In Gender and Literature, which she edited with Sibel Irzık, she analyses literature through the eyes of gender. Parla portrays the history of feminist theory starting from Mary Wollstonecraft to the theorists of écriture feminine in What Has Gender Criticism Achieved?,
and discusses the effects of feminist criticism in the field of literature criticism. In My History Is My Nightmare: The Dream, Nightmare, Room and Writing In Women Writers’ Novels, she focuses on the narratives of dreams in women writers’ texts and analyses the women’s
struggle with their personal histories by means of rooms, dreams and nightmares, considering the bilgungsroman tradition through the works of Adalet Agaoglu, Erendiz Atasu, Peride Celal and Latife Tekin. She analyses the texts of the new generation of women writers through the
works of Perihan Magden and Asli Erdogan.
In Balkan Literatures in the Era of Nationalism, edited with Murat Belge, she takes the role of literature in the construction of nation states as the main focus. They collected essays on the emergence, characteristics and evolution of Balkan Literatures.

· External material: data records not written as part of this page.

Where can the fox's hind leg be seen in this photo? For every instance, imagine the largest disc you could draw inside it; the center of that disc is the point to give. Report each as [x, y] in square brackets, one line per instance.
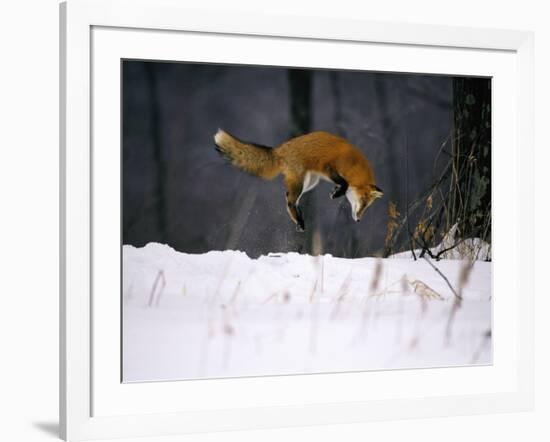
[294, 190]
[341, 184]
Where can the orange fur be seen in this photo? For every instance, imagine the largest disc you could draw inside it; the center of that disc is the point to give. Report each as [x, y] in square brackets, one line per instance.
[302, 161]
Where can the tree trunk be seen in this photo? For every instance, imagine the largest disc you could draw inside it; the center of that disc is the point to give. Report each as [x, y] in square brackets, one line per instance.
[300, 85]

The Author and Metamorphosis in the Turkish Novel focuses on kunstlerroman examples in Turkish literature and analyses the metamorphosis of texts, heroes and language in such texts. While pointing out the frequency of writer or poet heroes in Turkish literature, she divides these heroes into two. The first group includes the heroes who position themselves as the intellectual leaders and the masters of texts. The main texts of the Tanzimat Era exemplify such authoritative figures. The second group includes heroes who are unable to succeed in their writerly aims. Parla builds her work mainly on these writers who fail to succeed in their writing. Rebellion against the central powers and ideologies, dialogism, deconstruction of the central voice and the shattering of dualism evolve from these failing writers; the metamorphosis of the language, text and heroes turn the hegemonic powers upside down.